A warm meal is the starting point for a conversation at Oakland Parents Together. It’s all a part of a strategy to get parents engaged in each other’s lives and in the lives of their children. Groups across Oakland are working towards the same goal, but I talked to two particularly concerned with the future success of our city’s youth. 

“Apathy and poverty are our biggest battles,” Nitoto says, offering $10 gift cards to families who show up to the cafes, “but parents have power and responsibility. It’s not the school’s job to educate your child. If you want the school to do everything, your child will be at a high disadvantage. You have a responsibly to be involved.”

The café is designed to empower parents to realize their voices, and each begins with parents pairing off and talking to one another, each for five minutes. They can talk about the chosen question of the day or they can talk about anything else. The important part is no interruptions, no advice, just eye contact, smiles and an open ear.

After the dyad, trained parents run a discussion at the table revolving around a preselected question. Parents offer their opinions on family dynamics, child rearing and spirituality. The point isn’t the answer, but the interaction.

In the past, Nitoto has used another strategy to engage parents and their children he called “bringing mom and dad love to the school.” In East Oakland, near the Fruitvale BART station, Urban Promise Academy is putting that into practice. As a result, it’s seen measured progress in student success.

Glendy Cordero, a soft-spoken woman who acts more like an aunt than an administrator, runs programs for parents out of the middle school’s Family Resource Center.

“One of the challenges is that parents think when their kids are middle school age, they are old enough to make their own decisions,” she said. “To overcome that we have classes for the families, and make sure the parents hear from kids that have parents involved how good they feel and how safe they feel when parents are around.”

When Cordero first arrived at Urban Promise Academy nine years ago, there was no family resource center, just her own desire to be involved in the education of her two daughters. Six years into volunteering, the school offered Cordero a full-time job reaching out to other parents.

Now parents walk the halls daily, getting to know the students and helping in the school’s garden. These parents are part of what Cordero calls “Family Champions,” and they run everything from supervision in the gym an hour before school to a salad bar that feeds and educates students and parents about healthy habits.

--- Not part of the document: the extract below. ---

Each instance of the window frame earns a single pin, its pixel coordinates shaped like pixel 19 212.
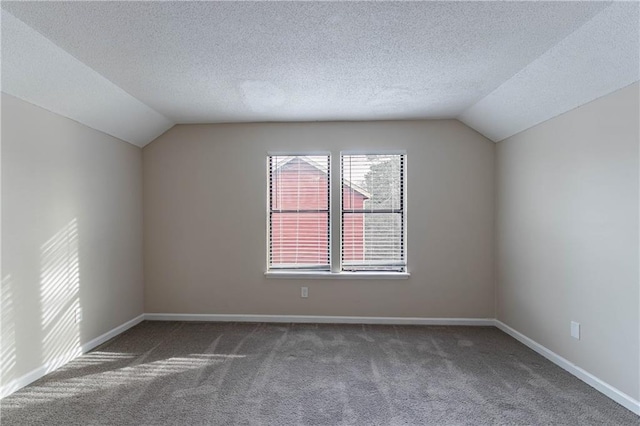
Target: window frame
pixel 401 211
pixel 335 221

“When I think about all the things that happen in this room, I’m amazed,” Assistant Principle Dennis Guikema said. “It’s a community hub, more than just a place for academic support. Our families have access to student progress reports and the Alameda County food bank. It’s a lifeline for families, and often the first stop for help with immigration, counseling and mental health.”

For Cordero, it’s the parents who make all the difference. “Family is really the center of this school,” she said. “We couldn’t do this work without the families that are engaged. They love this school as much as we do.”

Those words ring true to Nitoto’s message, that building a strong community around your school, and in your neighborhood, is what will ultimately show positive results in a child’s life.

“You’re going to need parents that understand other parents can’t do it alone,” Nitoto said, “and if it’s one of your friends you see everyday knocking on your door, it’s going to be more successful.”